Quando un medico scrive per la pace: Gaza e la notte di San Lorenzo

All’ospedale di Rieti, Antonio Favarò non è soltanto un nome di riferimento per la nefrologia, ma anche una voce sensibile capace di esprimere emozioni e riflessioni attraverso la poesia. In queste righe, che abbiamo il piacere di pubblicare, il medico reatino lascia emergere il lato più intimo e umano, quello che spesso accompagna il suo impegno professionale.

Il componimento che segue è un esempio di come la parola possa diventare strumento di cura, non solo per il corpo ma anche per l’anima.

Stanotte su Gaza nun cadranno stelle comete, 

saranno scie de razzi ppe’ ricordacce quanto a ‘sto mondo semo pazzi.

Nun saranno nemmanco stelle cadenti, 

ma lacrime de bambini morenti,

che nun riusciranno nemmeno a esprime’ ‘n zogno, 

che sarebbe quello de cui tutti li figli der mondo c’hanno bisogno. 

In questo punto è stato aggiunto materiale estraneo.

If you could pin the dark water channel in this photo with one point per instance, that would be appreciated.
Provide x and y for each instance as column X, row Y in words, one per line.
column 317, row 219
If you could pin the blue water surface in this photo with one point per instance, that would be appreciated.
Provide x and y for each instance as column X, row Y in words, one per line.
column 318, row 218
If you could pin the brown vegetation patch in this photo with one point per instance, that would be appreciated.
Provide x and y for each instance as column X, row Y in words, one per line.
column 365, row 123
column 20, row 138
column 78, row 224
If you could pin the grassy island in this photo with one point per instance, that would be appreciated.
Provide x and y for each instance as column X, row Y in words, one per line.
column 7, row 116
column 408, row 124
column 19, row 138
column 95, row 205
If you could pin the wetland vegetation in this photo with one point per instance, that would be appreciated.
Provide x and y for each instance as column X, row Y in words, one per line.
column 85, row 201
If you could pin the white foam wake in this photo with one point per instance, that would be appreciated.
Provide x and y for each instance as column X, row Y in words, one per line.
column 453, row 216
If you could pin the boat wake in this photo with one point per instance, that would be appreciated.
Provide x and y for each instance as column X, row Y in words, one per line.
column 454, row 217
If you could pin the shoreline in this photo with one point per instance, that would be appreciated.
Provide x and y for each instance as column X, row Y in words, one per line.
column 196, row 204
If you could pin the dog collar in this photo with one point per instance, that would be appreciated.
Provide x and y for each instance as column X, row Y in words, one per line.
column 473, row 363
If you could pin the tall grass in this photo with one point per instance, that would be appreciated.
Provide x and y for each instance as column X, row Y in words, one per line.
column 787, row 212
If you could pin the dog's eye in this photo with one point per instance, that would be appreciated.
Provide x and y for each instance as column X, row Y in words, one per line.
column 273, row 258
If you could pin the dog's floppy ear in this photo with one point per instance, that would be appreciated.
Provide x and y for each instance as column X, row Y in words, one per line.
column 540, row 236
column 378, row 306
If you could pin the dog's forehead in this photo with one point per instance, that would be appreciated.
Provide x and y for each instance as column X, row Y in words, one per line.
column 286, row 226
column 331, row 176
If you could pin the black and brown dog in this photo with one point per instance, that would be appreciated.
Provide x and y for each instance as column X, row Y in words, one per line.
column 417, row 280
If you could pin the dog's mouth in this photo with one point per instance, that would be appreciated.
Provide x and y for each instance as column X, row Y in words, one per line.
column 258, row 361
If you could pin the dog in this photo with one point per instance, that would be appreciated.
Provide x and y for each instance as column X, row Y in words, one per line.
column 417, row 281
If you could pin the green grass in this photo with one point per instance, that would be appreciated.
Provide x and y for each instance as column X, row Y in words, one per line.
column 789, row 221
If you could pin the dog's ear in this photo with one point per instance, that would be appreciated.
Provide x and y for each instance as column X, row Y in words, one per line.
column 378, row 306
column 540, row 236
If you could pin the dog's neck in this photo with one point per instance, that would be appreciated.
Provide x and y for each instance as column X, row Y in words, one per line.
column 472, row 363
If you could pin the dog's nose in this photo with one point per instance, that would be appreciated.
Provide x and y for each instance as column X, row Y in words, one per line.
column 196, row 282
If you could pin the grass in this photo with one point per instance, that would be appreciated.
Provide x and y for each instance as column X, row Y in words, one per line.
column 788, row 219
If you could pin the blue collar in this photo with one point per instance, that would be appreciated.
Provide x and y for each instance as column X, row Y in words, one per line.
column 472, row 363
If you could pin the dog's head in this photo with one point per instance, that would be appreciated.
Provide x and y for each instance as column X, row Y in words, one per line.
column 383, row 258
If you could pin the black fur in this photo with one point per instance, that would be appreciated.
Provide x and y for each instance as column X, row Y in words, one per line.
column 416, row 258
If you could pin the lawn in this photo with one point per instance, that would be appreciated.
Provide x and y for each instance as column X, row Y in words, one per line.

Io me chiedo e domando a Israele perché tanto fiele,

e tu, governo italiano, che vennendo ‘n cerino inneschi l’incendio,

de la costituzzione italiana fai vilipendio. 

Art 11; l’italia ripudia la guerra, nun manna armi ppe’ fa’ mori’ e seppelli’ sotto terra.

Allora stanotte tutti co’ la testa in sù, a supplica’ se esiste er buon Gesù,

che sia pace sulla terra e nun bambini a mori’ ppe’ la guerra.

Con questa poesia, Favarò ci ricorda che dietro il camice c’è una persona capace di osservare, sentire e raccontare, e che la medicina e la letteratura, pur percorrendo strade diverse, possono incontrarsi in un punto comune: la profonda attenzione alla vita.